Fedora has one of the most organized systems of documentation. Unfortunately, though, it is centered entirely on Fedora, making it less relevant to users of other distros. Its User Documentation page [9] covers various flavors of Fedora. The first two are the current and previous releases of Fedora (currently 32 and 31). Below them are links to Fedora IOT, SilverBlue, and CoreOS. Still further down are links to draft documentation for Rawhide, Fedora's development repository, and links for obsolete documentation. In contrast to the semi-chaos of Debian documentation, this arrangement makes for efficient searches.

At the bottom of the documentation page is information about the project itself. Information about the Fedora leadership, including the council and engineering teams, is given, as well the project's budget and its involvement in the Outreachy and Google Summer of Code mentoring programs. Several other distributions display similar information, but separately from their technical documentation, which means it is often harder to find than on Fedora.

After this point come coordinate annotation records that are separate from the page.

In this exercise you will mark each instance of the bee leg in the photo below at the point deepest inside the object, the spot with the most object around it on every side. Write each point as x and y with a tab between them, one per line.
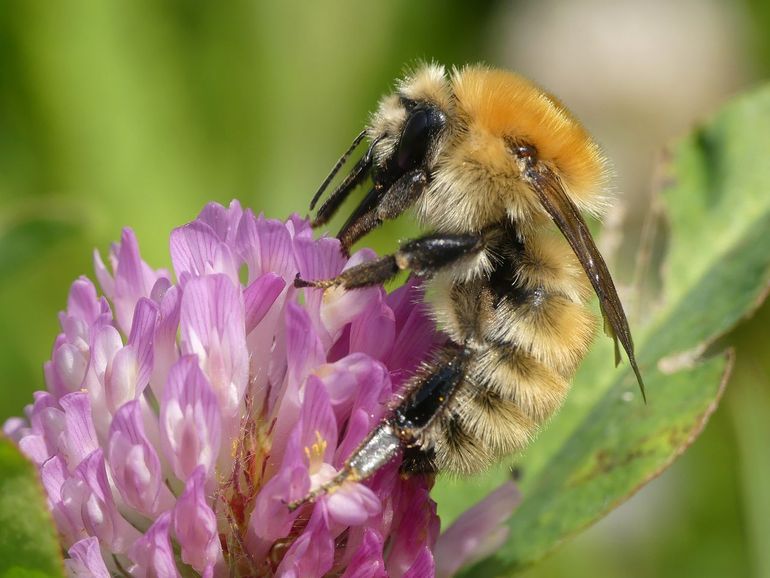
427	395
381	204
423	256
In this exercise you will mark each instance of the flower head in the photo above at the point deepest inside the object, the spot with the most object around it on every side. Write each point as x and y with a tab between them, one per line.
181	417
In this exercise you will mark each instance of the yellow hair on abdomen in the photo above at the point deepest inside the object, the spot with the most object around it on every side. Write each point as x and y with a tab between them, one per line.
508	106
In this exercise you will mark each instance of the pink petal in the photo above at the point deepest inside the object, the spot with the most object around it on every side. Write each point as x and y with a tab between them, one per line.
196	249
259	296
352	504
373	332
100	516
312	554
478	532
86	560
189	419
224	221
367	561
213	327
134	463
195	525
152	553
265	245
79	430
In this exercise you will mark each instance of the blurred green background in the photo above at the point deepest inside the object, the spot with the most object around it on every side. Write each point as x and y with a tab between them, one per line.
137	113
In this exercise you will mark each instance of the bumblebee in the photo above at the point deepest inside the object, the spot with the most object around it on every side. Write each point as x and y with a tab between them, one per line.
499	172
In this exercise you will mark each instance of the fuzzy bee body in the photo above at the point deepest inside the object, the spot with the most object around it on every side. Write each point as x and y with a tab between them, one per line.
525	326
499	172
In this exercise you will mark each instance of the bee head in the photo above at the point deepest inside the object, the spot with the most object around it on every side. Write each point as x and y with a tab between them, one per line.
404	135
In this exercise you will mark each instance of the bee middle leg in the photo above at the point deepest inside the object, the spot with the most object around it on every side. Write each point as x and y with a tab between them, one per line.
423	256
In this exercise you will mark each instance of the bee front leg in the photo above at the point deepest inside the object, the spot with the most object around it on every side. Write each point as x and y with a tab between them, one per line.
422	256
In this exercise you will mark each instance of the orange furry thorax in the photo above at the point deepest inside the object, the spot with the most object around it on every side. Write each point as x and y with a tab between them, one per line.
500	105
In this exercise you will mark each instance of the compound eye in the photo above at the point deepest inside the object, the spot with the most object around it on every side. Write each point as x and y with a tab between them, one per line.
415	138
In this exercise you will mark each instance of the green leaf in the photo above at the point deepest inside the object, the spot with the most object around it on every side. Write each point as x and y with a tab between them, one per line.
28	543
605	443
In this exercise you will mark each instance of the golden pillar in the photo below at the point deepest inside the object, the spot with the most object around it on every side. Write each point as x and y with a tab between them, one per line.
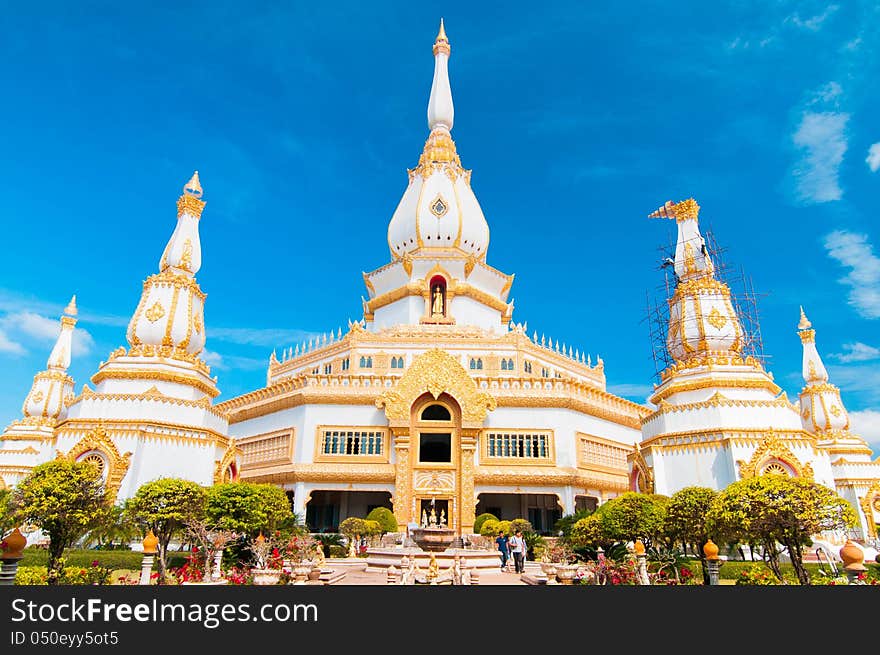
402	476
467	503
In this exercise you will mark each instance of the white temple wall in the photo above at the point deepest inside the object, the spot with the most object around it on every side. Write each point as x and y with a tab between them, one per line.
468	311
406	311
565	424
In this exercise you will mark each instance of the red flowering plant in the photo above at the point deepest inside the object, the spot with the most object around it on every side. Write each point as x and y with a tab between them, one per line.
301	548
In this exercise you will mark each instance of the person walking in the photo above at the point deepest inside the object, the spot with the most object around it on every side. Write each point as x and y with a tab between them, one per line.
503	548
518	550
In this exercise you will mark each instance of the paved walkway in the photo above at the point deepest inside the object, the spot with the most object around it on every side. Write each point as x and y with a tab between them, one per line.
356	575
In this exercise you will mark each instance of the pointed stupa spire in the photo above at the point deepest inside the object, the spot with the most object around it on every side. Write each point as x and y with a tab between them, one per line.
71	309
59	358
822	410
440	109
183	254
804	323
813	369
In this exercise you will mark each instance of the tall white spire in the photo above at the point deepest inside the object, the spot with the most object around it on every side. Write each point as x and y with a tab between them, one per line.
812	369
170	315
441	112
59	358
183	254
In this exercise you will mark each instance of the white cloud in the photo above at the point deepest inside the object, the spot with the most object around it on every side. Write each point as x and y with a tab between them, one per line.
7	345
855	252
41	330
873	158
866	424
214	360
34	325
857	352
270	337
821	138
814	23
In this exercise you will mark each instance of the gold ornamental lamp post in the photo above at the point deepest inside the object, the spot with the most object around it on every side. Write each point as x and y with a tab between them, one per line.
641	562
710	550
853	561
151	543
13	546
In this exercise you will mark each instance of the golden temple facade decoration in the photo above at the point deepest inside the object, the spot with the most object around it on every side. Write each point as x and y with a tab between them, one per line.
98	440
772	448
436	372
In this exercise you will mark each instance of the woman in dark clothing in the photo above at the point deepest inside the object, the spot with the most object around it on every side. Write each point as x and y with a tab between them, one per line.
503	548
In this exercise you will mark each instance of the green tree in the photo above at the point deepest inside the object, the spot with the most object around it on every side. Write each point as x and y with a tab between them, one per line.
586	532
775	509
564	525
385	518
685	522
248	508
633	516
164	506
7	511
65	500
118	526
481	519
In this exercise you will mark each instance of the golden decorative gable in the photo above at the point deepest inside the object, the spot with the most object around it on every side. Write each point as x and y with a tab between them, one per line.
117	465
436	372
770	448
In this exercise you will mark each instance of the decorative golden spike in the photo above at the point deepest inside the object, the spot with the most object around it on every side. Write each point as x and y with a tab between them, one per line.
193	187
441	44
680	211
804	322
71	310
666	211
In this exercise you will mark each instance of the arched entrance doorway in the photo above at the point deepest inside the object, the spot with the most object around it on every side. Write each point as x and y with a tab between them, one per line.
435	429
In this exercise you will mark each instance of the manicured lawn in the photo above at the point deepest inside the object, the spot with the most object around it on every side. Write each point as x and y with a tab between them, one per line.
115	559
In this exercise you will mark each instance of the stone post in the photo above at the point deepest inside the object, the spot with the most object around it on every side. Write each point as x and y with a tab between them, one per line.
150	544
710	550
641	562
218	559
853	561
13	546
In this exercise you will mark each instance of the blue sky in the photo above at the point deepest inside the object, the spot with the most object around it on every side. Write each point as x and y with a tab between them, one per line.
577	119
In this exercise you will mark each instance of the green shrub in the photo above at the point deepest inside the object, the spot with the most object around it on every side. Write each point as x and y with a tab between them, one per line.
522	525
481	519
489	528
337	551
385	518
353	526
70	575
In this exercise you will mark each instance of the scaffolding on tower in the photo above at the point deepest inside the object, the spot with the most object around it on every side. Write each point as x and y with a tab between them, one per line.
743	297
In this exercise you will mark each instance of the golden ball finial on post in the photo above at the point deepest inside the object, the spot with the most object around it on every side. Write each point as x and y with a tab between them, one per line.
13	545
710	550
150	543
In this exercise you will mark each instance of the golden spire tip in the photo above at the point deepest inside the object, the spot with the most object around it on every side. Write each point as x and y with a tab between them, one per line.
441	35
804	323
193	187
70	310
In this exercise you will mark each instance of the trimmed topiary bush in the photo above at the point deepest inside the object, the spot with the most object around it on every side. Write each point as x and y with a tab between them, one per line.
385	518
481	519
489	528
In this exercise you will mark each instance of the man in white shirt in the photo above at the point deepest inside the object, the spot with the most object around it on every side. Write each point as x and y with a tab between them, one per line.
518	549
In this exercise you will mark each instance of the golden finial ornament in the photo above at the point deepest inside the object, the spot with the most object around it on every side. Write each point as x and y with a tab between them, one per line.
13	545
441	43
150	543
804	323
71	310
680	211
193	187
190	202
710	550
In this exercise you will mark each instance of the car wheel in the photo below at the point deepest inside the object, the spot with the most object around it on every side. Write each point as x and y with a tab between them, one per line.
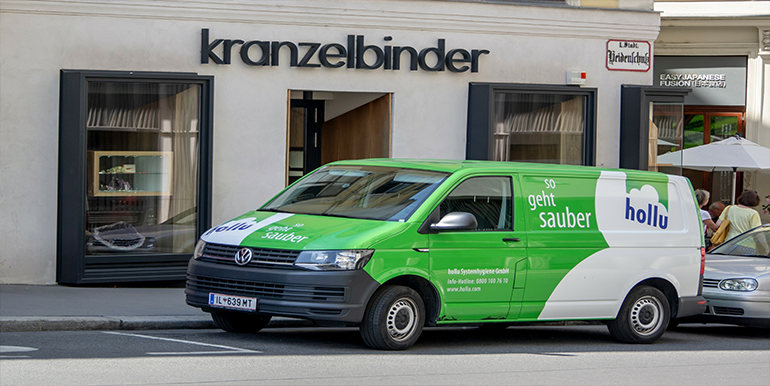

You'll find forums listed on the Ask Fedora page [10]. Although English is the dominant language for the forums, five other languages are also supported. Sources outside the project on sites like Reddit and Facebook are also listed. For non-Fedora users, Fedora Magazine [11] (Figure 4) is often the most useful source.

Figure 4: Fedora Magazine is a source for both Fedora and non-Fedora users.

Linux Mint

Since Linux Mint is derived from Ubuntu and Debian, the documentation from these distributions can often help Linux Mint users. However, Mint maintains its own user, troubleshooting, and installation guides in two dozen languages [12]. The installation guide is particularly well-written, being divided into tasks. A developer's guide to the Cinnamon desktop environment is also available [13] (Figure 5). The main source of help for Mint is its high traffic user forums and IRC channels [14].

Figure 5: In addition to basic user help, Linux Mint includes documentation for its popular Cinnamon desktop.

openSUSE

OpenSUSE places a high priority on documentation [15], although mostly for itself. It includes a number of guides in HTML, PDF, and EPUB, but, increasingly, the emphasis is on shorter, task-oriented documents [16] – including 125 how-tos. General information about the project includes an FAQ and guides to Zypper, YaST, and other tools specific to openSUSE. General information about Linux explains key concepts and acronyms and gives a few hints for migrating from Windows.

Increasingly, openSUSE's main emphasis appears to be on online support [17] (Figure 6). The Support portal divides online help into non-interactive, interactive, and bug tracking categories. Non-interactive includes the Support database [18], consisting of articles written by users. Interactive lists forums, mailing Lists, and IRC channels, all of which have medium to high traffic. Bug tracking is where you'll find the project's Bugzilla. Although mostly self-contained, openSUSE's support and documentation generally maintains high standards.

Figure 6: Like many distros, openSUSE emphasizes forums and IRC channels for support.